From home schooling in rural New Hampshire to a Zen monastery in Japan to London’s Royal College of Art, Roland Lamb’s circuitous journey may seem an unlikely one for someone who would reinvent a 17th century instrument. But that breadth of experience, innate curiosity and intelligence were the right recipe for bringing the worlds of music and engineering together to create the ROLI Seaboard.

Modeled after the piano, the Seaboard has a spongy silicone surface that is sensitive to pressure, allowing musicians to modulate sounds through slides, glides, presses, and other natural movements — some of them borrowed from the world of string instruments. The son of a jazz musician, Lamb was inspired by tales of the famed jazz pianist Thelonious Monk who was said to be “searching for the space between the black and white keys” and frustrated by the limits of the traditional keyboard. Lamb began experimenting creating an instrument with more expression, adjusting pitch, volume and sound through movement. While earning a PhD in Design Products at London’s Royal College of Art, Lamb produced the first prototype of the Seaboard.

That prototype was enough to earn Lamb funding for a business. In East London he established ROLI, based on his nickname. He assembled a diverse team of engineers who helped turn the Seaboard into a market-ready instrument for music-makers around the world. They launched the first Seaboard GRAND in 2013. In the years since, ROLI has added additional products. They include BLOCKS, a modular music making system that lets customers mix and match musical “Blocks” together to create customized instruments that are all powered by an app. The Seaboard has since earned several design awards as well as praise from a wide range of musicians and music producers, including Pharrell Williams, Grimes, Hans Zimmer, Martyn Ware, producer and founding member of The Human League and Heaven 17.

“I regard the Seaboard to be the most exciting physical keyboard I’ve ever used, both for the studio and live. It enables me to create sounds that are impossible to contemplate using any other instrument,” Ware claims on the ROLI website.

Part software company, part hardware company, part design firm, Roli embraces the diversity of its business. Some parts of the Seaboard GRAND are still hand-molded on site. Each day starts with a standing meeting and at lunch the whole company sits down together for a vegetarian meal. The result is a commitment to music. “We want music creation to be as seamless as other digitized areas of life,” says a ROLI representative. “By inventing new, connected tools we are extending the joy of music-making to everyone.”

But the business is not without its challenges. In creating such a radically new instrument, Roli has no competition, but it has had to create a new community of ROLI players. That is in part why it is modeled closely on the piano. Lamb wanted it to be familiar enough to draw on musician’s experiences. Community building has been a critical to the success of the Seaboard, lest it be doomed to the margins like the theramin, an early electronic instrument that relied on players moving their hands between two antennae. Despite getting a significant boost after interest from Brian Wilson and the Beach Boys, the theramin has since all but disappeared except for the soundtracks of early science fiction and horror films.

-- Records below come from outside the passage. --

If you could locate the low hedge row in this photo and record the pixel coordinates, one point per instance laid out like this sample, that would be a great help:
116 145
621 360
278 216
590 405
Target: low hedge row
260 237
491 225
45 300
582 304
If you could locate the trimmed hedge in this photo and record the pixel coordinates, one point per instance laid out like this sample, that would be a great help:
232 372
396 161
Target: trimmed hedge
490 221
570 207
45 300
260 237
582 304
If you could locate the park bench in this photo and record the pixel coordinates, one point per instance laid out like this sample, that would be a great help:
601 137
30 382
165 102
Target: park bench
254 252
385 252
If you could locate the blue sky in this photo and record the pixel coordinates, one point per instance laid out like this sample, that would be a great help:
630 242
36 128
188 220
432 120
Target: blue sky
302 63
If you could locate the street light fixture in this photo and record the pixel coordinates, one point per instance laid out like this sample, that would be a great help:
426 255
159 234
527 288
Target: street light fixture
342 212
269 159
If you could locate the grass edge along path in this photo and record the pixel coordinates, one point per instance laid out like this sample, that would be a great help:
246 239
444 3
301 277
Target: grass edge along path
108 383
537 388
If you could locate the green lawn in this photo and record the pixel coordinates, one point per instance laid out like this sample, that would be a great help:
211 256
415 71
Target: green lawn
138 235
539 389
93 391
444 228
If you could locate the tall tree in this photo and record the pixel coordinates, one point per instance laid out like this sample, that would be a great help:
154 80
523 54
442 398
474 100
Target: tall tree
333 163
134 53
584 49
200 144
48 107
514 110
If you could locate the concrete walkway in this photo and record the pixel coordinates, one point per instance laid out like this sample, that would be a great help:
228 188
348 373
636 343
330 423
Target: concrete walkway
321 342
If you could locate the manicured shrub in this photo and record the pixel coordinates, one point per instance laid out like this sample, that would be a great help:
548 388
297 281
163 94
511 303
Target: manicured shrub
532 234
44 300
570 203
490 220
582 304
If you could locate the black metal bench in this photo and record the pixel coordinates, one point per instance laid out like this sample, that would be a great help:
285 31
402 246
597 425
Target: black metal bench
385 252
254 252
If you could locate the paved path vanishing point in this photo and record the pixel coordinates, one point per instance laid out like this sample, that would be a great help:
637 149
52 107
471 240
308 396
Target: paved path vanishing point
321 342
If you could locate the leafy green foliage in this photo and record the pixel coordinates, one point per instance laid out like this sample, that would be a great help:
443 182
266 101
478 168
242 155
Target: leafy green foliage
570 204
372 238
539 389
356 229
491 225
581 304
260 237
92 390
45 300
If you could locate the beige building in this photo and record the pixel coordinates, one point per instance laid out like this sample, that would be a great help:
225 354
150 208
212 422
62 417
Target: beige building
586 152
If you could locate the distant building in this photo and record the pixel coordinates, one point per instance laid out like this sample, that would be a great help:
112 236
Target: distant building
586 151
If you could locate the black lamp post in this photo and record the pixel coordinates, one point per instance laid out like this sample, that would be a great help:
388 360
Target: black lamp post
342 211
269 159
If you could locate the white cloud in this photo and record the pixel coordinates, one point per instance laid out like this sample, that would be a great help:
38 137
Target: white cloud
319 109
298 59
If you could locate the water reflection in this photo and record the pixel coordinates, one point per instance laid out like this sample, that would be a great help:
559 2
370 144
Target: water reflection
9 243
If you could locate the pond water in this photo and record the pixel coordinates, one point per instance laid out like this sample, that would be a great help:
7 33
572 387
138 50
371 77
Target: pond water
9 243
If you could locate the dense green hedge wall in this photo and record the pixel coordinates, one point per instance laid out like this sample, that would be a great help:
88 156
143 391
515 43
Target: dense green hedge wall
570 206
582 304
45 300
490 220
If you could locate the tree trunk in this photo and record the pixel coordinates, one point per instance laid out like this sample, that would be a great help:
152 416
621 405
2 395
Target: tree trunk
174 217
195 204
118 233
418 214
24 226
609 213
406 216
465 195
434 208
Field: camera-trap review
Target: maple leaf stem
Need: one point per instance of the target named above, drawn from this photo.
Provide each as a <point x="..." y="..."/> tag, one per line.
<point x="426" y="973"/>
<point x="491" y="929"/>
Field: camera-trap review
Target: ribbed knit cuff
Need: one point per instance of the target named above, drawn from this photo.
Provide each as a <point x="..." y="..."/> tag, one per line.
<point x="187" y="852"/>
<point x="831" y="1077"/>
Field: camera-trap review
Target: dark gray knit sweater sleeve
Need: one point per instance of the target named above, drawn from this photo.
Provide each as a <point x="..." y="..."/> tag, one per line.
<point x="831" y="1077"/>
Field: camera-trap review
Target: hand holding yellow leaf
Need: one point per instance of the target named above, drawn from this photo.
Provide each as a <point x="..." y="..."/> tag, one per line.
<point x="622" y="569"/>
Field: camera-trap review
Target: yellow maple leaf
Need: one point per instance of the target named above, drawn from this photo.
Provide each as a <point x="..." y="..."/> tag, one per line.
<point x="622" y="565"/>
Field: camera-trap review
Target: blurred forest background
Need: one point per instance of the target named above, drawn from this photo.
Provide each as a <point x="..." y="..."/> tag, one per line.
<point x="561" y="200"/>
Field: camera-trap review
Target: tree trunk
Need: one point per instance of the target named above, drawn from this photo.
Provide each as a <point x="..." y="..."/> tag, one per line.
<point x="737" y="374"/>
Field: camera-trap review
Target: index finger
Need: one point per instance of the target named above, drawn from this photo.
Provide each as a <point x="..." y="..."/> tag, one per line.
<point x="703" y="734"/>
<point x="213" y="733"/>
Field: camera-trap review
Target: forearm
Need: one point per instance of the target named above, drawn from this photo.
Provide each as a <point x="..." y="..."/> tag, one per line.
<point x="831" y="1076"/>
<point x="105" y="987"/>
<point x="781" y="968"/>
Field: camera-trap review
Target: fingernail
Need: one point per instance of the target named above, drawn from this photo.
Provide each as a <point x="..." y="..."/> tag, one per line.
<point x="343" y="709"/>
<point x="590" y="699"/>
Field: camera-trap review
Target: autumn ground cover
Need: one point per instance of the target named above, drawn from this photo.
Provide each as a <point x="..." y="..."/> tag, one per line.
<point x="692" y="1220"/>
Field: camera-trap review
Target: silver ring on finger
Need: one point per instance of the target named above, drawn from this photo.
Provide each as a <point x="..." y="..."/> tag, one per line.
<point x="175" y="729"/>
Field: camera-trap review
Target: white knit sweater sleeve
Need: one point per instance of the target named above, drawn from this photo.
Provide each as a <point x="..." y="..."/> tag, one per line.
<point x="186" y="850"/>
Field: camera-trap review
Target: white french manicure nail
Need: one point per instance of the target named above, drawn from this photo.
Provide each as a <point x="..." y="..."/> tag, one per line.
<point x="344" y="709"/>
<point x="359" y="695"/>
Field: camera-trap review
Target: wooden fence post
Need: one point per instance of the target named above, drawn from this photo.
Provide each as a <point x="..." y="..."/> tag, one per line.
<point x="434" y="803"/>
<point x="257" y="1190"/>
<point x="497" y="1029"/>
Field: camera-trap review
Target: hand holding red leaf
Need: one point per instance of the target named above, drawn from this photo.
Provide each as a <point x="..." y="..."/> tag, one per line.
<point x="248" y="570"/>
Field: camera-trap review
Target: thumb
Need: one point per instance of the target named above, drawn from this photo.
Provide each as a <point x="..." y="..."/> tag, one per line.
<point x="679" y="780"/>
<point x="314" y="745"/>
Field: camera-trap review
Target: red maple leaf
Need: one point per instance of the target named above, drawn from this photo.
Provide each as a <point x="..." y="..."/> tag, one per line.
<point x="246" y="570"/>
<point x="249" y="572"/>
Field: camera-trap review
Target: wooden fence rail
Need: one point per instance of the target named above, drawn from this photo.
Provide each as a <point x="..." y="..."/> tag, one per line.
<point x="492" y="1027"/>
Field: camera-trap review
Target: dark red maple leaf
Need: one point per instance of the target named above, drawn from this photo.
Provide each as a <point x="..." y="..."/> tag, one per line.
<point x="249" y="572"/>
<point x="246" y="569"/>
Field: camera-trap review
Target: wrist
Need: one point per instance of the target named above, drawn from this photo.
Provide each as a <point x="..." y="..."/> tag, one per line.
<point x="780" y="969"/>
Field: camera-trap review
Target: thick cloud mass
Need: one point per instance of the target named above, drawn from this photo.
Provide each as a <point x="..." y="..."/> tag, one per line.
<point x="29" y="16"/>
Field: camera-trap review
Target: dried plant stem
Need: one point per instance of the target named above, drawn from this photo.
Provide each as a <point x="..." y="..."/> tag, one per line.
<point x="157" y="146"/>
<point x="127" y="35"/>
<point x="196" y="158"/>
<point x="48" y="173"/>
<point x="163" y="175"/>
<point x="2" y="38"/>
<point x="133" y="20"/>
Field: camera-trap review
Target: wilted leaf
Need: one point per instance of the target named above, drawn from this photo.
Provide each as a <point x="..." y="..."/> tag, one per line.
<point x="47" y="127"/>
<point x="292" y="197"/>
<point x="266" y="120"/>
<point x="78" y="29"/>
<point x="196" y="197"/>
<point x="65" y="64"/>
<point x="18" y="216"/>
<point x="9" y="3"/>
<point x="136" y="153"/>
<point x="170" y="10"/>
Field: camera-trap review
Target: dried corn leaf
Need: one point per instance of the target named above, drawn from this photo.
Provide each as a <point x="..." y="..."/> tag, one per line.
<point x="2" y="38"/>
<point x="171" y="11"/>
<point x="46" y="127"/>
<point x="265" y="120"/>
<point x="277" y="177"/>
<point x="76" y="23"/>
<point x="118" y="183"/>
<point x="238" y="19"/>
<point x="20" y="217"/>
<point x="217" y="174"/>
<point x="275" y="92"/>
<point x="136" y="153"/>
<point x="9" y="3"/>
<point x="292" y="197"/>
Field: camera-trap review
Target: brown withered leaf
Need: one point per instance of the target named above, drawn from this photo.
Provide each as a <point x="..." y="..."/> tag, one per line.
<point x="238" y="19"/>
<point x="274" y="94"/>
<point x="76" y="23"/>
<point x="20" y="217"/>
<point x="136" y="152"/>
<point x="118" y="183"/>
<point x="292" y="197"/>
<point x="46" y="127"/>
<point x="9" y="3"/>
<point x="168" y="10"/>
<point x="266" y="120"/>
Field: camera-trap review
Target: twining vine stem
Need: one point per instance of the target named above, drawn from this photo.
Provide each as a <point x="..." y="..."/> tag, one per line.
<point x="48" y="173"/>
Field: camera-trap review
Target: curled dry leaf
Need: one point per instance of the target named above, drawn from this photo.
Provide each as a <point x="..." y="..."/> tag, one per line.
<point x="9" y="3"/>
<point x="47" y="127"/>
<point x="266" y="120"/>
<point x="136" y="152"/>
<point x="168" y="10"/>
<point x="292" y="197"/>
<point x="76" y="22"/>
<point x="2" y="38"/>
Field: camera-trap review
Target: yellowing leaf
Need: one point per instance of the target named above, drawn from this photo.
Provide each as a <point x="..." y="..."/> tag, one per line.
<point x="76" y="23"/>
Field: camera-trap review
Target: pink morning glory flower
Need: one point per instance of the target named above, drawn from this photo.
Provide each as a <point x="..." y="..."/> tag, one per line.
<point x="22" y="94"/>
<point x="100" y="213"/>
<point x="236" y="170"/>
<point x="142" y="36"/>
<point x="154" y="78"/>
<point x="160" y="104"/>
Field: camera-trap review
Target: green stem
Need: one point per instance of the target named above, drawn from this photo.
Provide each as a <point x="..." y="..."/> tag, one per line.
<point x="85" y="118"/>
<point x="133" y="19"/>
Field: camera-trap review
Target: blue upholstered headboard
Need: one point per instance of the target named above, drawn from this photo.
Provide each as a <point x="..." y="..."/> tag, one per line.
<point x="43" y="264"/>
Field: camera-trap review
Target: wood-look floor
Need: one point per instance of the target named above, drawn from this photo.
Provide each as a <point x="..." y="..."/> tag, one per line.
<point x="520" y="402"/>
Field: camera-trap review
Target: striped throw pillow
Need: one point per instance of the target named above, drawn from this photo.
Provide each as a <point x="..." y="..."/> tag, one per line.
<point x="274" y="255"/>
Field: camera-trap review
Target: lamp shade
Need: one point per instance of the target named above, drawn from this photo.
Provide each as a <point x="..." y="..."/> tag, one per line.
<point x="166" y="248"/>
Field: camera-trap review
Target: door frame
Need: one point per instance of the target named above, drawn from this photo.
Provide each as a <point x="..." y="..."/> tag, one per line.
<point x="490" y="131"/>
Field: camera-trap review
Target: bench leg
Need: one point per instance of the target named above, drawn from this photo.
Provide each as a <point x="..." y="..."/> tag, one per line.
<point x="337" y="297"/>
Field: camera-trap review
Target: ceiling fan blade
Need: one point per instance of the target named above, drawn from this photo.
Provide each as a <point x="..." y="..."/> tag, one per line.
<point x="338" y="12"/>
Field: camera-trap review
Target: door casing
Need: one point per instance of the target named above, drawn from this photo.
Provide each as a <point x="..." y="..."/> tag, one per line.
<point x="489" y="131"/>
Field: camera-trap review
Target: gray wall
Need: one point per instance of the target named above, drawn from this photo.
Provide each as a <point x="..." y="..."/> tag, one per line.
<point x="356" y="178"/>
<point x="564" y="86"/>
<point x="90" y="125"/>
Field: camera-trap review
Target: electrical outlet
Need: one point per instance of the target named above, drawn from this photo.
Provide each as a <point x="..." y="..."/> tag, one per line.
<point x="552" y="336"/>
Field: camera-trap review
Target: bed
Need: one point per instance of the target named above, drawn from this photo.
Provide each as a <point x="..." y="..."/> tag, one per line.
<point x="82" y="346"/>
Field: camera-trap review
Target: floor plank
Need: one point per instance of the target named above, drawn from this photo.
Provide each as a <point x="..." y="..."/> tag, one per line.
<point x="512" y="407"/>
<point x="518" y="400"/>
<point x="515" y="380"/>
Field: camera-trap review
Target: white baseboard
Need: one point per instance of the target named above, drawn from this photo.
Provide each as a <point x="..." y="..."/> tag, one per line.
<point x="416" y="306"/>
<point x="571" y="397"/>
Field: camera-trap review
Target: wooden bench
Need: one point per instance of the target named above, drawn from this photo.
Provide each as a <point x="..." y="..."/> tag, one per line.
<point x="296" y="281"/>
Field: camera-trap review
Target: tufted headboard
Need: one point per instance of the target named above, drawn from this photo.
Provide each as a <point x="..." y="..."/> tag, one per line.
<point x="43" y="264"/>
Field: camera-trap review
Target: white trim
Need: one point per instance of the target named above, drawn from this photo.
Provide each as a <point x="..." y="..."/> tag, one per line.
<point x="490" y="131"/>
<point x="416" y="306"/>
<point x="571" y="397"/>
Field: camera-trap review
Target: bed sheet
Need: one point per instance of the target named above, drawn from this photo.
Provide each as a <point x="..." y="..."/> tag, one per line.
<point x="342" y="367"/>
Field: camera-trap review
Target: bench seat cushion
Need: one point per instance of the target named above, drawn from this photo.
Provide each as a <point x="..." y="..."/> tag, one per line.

ROLI is similarly counting on enthusiasm from well known musicians to help spur its growth. It features musicians using its instruments on its website prominently and even sports a ROLI Spotify playlist.

For example, Shama Rahman, a London-based neuroscientist and musician, brought a Seaboard on the Antarctic Biennale expedition, a project that asks artists to create something from the world’s harshest and least populated continent. She set out to create a musical work that viscerally captures the Antarctic environment. Dropping hydrophones into the frozen sea and laying them on ice sheets, she recorded in situ sounds of whale song and cracking ice — and is now integrating those sounds in songs and a film.

The Seaboard also got a significant boost when Marius Devries, an early adopter of the instrument and the executive music producer of the Academy Award-winning movie “La La Land” featured it in a scene in the movie with actor Ryan Gosling.

It’s been a long journey for a man who was once more interested in philosophy than engineering leading him to a monastery at the age of 18 but the company now employs 90, and has opened offices in New York and Los Angeles. Lamb, now the CEO and focused more on operations, told London’s City AM:

“Managing the product development process is helped by the fact that I know a little bit about each of the areas that our 50 engineers work on and the problems they face because I have the experience of building it all myself first. But development is just one part of a much larger story, and for me, that’s the exciting part.”

ROLI continues its growth, announcing last month that Grammy award winner Pharrell Williams has invested in the company and become co-owner. Williams was also appointed as ROLI’s chief creative officer.

ROLI’s success and acclaim has led it to adopt NetSuite’s cloud business platform to help it manage its rapid growth in staff numbers, international expansion and increasing product lines. It joins a host of highly exciting and entrepreneurial companies which are revolutionizing their markets and managing rapid growth with the help of the cloud and NetSuite.